Bloccare i lavori di riconversione a carbone della centrale di Torre Valdaliga Nord a Civitavecchia e riaprire la Valutazione di impatto ambientale. Lunedì 21 maggio, le province di Roma e Viterbo, riunite per la prima volta nella storia in un consiglio congiunto, hanno richiesto la riapertura del caso Torre Valdaliga, la centrale elettrica che Enel progetta di far funzionare a carbone.
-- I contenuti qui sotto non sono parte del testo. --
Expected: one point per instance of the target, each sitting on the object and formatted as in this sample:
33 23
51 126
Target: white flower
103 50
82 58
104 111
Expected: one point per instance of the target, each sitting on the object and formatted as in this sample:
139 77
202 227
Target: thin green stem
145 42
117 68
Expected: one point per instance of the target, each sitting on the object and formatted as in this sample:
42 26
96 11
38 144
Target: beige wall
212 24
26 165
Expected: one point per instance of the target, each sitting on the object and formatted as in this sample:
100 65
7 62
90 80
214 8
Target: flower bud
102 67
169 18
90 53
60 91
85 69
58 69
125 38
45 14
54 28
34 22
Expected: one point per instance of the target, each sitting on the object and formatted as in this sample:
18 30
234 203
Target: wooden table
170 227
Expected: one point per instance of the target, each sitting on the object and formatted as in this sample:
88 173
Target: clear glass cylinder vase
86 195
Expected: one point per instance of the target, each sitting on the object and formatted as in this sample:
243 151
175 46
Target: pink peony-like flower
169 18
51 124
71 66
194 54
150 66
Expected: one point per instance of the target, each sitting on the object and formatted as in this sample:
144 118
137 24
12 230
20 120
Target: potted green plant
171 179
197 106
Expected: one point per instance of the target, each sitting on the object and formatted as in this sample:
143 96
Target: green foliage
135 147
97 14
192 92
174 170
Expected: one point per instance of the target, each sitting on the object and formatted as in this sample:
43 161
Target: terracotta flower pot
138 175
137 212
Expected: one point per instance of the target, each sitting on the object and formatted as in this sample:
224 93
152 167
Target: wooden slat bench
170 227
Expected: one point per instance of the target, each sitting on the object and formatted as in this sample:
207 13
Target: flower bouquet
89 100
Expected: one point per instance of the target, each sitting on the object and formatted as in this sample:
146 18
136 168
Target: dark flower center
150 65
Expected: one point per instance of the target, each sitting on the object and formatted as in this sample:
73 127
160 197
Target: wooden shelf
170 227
Una vittoria dei comitati No coke che lo scorso mese avevano iniziato uno sciopero della fame per riportare all?attenzione delle istituzioni la mancanza di una seria valutazione degli impatti sulla salute e sull?ambiente della nuova centrale.
A cura di red

"Il carbone usato a Civitavecchia" – spiegano i comitati No Coke sulla base di una cospicua documentazione affidata ad esperti indipendenti – "produrrà veleni e polveri sottili non filtrabili e fonte di tumori e danni al sistema nervoso e circolatorio che arriveranno anche nei cieli di Roma". Ma a preoccupare sono anche gli effetti sul clima, data l'enorme quantità di anidride carbonica che la centrale riverserebbe nell'atmosfera. "L'Italia è in ritardo cronico rispetto alle politiche di Kyoto per difendere il nostro pianeta dall'effetto serra" – scrivono in un comunicato congiunto Legambiente, Greenpeace e Wwf  -, "e promuovere l'utilizzo del carbone è in totale controtendenza con quelli che sono gli obiettivi nazionali per il contenimento delle emissioni di gas serra".  Se riconvertita, la centrale di Torre Valdaliga riverserà ogni anno nell'aria 11 milioni di tonnellate di CO2, contro i 5,9 milioni emessi tra il 2000 e il 2005. Un ammontare che renderebbe ancora più pesante il cronico ritardo dell'Italia nell'attuazione del protocollo di Kyoto. A confermare una situazione critica è stata di recente anche la commissione europea che, il 15 maggio, ha bocciato il piano delle emissioni italiano chiedendo di ridurre del 6,3 per cento i permessi ad emettere CO2 concessi dal governo alle industrie.